|
Suppose a bit-valued vector variable X={X1,...,Xm}', Xiin {0,1}. If we restrict E(XX')=C, we can obtain a maximum entropy distribution of the form f(x)=Z(A)exp(x'Ax), in which Z(A) is a normalization factor. My questions are:
I have spent several days on this problem but i was not able to solve it. My math is too poor. |
|
I believe that you have just described the Ising model with pairwise interactions. There is a vast literature on this topic since it was proposed in the early 20th century. There are many good review. The wikipedia page is a wonderful place to start.

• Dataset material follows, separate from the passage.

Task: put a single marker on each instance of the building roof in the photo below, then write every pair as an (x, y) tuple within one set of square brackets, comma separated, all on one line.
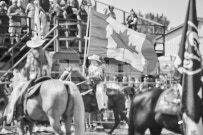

For the physics perspective it is harder to do better than the book by Leo Kadanoff "Statistical Physics: Statics, Dynamics, and Renormalization" although this book is perhaps not that easy to find. There is also a nice chapter in MacKay's textbook. Most of the literature on this topic, while very interesting, deals with topics like phase transitions and critical phenomena - these are not yet known to have any major relevance to ML or AI. What is the relationship between A and C? Note that because you are talking about a maxent distribution C = E(X,X') = d^2 (log Z(A)) / dX dX' is given by the matrix of second partial derivatives of log Z(A). For certain special cases the normalizing constant Z(A) has an exact solution. It depends on the conditional independence properties of the variables. It is best to think of the matrix A as specifying the connectivity properties of a graph. Depending on the topology of this graph there may exists analytic solutions. For example, it is well known that if the variables are coupled together as a tree by A, then the normalizing sum can be computed with the belief propagation algorithm. For arbitrary A there is no better algorithm than summing over all 2^m states, but there are many approximation techniques. One popular example is mean field theory which states that each variable is coupled to the average of its neighbors. This approximation becomes exact in the limit where the number of nearest neighbors becomes large. Another very famous example where Z(A) can be computed exactly is the 2d grid with homogenous nearest neighbor interactions. The analytic solution was given by Onsager in the 1940s. A more elegant technique to solve this is presented in a chapter in Feynman's statistical mechanics book (and is due to C.N. Yang I believe) Another great source for analytic methods is the book "Exactly soluble models in statistical physics" by Baxter.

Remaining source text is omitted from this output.